Luckily, both allotment tables were identical, so I could apply to the same cleanup steps to both.

operating_funded_allotments = sample_budget[2]
operating_funded_allotments

Output:

	0	1	2	3
0	Position/Expenditure	FY14 Budget	FY18 Budget	FY19 Budget
1	Principals/Assistant Principals	2.0	1.0	1.0
2	Teachers ‐ Regular Education	30.2	25.0	24.0
3	Teachers ‐ Special Education	6.0	2.8	5.0
4	Counselors/Student Adv./ Soc. Serv. Liaisons	1.2	0.8	0.1
5	Nurses/Health Services	0.6	1.0	1.0
6	Classroom Assistants/Teacher Assistants	11.0	8.0	9.0
7	Secretaries	1.0	1.0	1.0
8	Support Services Assistants	0.0	2.0	5.0
9	Student Climate Staff	8.0	1.0	3.0
10	Other	0.0	1.2	1.0
11	Total Positions	60.0	43.8	50.1
12	Supplies/Equipment/Non Full‐Time Salaries/Other	$32,272	$100,159	$97,553

grant_funded_allotments = sample_budget[3]
grant_funded_allotments

Cleanup Function

I decided to merge the two allotment tables into one DataFrame while building a MultiIndex to keep things in order. This would allow me to ask some more interesting questions further on down the road.

...


def generate_allotments_table(df, code, fund):
    """Multiindex of org, fund, and budget category by year."""
    df.columns = df.iloc[0]
    df = df.drop(0)
    df = df.set_index(['Position/Expenditure'])
    df = (df.apply(lambda x: x.str.replace('$', '').str.replace(',', ''))
            .astype(float)
          )
    df.name = fund + "ed_allotments"

    df_index_arrays = [
        [code] * len(df),
        [fund] * len(df),
        list(df.index),
    ]

    df.index = pd.MultiIndex.from_arrays(
        df_index_arrays,
        names=("org_code", "fund", "allotment")
    )
    df.columns = [column[:4] for column in df.columns]

    return df

Cleaned:

pd.concat([
    generate_allotments_table(
        operating_funded_allotments, "1410", "operating_fund"
    ),
    generate_allotments_table(
        grant_funded_allotments, "1410", "grant_fund"
    )
])

FY14	FY18	FY19	org_code	fund	allotment
1410	operating_fund	Principals/Assistant Principals	2.0	1.0	1.0
		Teachers ‐ Regular Education	30.2	25.0	24.0
		Teachers ‐ Special Education	6.0	2.8	5.0
		Counselors/Student Adv./ Soc. Serv. Liaisons	1.2	0.8	0.1
		Nurses/Health Services	0.6	1.0	1.0
		Classroom Assistants/Teacher Assistants	11.0	8.0	9.0
		Secretaries	1.0	1.0	1.0
		Support Services Assistants	0.0	2.0	5.0
		Student Climate Staff	8.0	1.0	3.0
		Other	0.0	1.2	1.0
		Total Positions	60.0	43.8	50.1
		Supplies/Equipment/Non Full‐Time Salaries/Other	32272.0	100159.0	97553.0
	grant_fund	Principals/Assistant Principals	0.0	0.0	0.0
		Teachers ‐ Regular Education	8.1	8.6	9.6
		Teachers ‐ Special Education	0.0	0.2	0.0
		Counselors/Student Adv./ Soc. Serv. Liaisons	0.0	0.2	1.1
		Nurses/Health Services	0.0	0.0	0.0
		Classroom Assistants/Teacher Assistants	0.0	0.0	0.0
		Secretaries	0.0	0.0	0.0
		Support Services Assistants	7.0	5.0	3.0
		Student Climate Staff	0.0	7.0	4.0
		Other	1.0	0.0	0.0
		Total Positions	16.1	21.0	17.7
		Supplies/Equipment/Non Full‐Time Salaries/Other	198454.0	19977.0	15166.0

Totals

Since the final "totals" table could be calculated from the data already in the new allotment table, I didn't bother transforming it in any way.

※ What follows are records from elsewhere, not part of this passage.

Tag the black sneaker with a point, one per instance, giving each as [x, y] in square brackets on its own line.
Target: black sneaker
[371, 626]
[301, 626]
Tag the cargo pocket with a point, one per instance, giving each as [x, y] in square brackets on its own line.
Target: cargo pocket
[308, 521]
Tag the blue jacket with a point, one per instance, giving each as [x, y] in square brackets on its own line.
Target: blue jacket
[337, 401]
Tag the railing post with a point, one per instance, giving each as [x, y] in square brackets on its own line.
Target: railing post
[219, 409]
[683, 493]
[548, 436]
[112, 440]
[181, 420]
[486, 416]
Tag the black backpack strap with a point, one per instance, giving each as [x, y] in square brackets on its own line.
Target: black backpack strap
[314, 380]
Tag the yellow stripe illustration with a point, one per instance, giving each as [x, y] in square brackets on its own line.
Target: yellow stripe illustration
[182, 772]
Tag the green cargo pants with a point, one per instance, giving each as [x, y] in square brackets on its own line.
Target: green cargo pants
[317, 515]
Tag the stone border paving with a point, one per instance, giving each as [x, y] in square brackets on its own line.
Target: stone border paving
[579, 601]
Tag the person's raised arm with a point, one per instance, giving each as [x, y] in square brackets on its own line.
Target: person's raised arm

# same data can be derived from the allotments table directly
sample_budget[4]

	0	1	2	3	4
0	NaN	Position/Expenditure	FY14 Budget	FY18 Budget	FY19 Budget
1	Total Positions	NaN	76.1	64.8	67.8
2	Total Supplies/Equipment/Non Full‐Time Salarie...	NaN	$230,726	$120,136	$112,719

Once I figured out what transformations I needed for each table, I combined them into a function so that, given a list of DataFames from Tabula, I'd get those same tables back neatly formatted.

...

def generate_all_tables(list_of_df):
    basic_information = generate_basic_information_table(list_of_df[0])
    enrollment = generate_enrollment_table(list_of_df[1])

    operating_funded_allotments = generate_allotments_table(
        list_of_df[2],
        basic_information['Organization Code'],
        'operating_fund'
    )
    grant_funded_allotments = generate_allotments_table(
        list_of_df[3],
        basic_information['Organization Code'],
        'grant_fund'
    )
    allotments = pd.concat(
        [operating_funded_allotments, grant_funded_allotments]
    )

    return basic_information, enrollment, operating_and_grant_funded_allotments

basic_information, enrollment, allotments = generate_all_tables(sample_budget)

Aggregation Time

Now that I had cleaned the tables that Tabula produced, it was time to combine them into some aggregated tables.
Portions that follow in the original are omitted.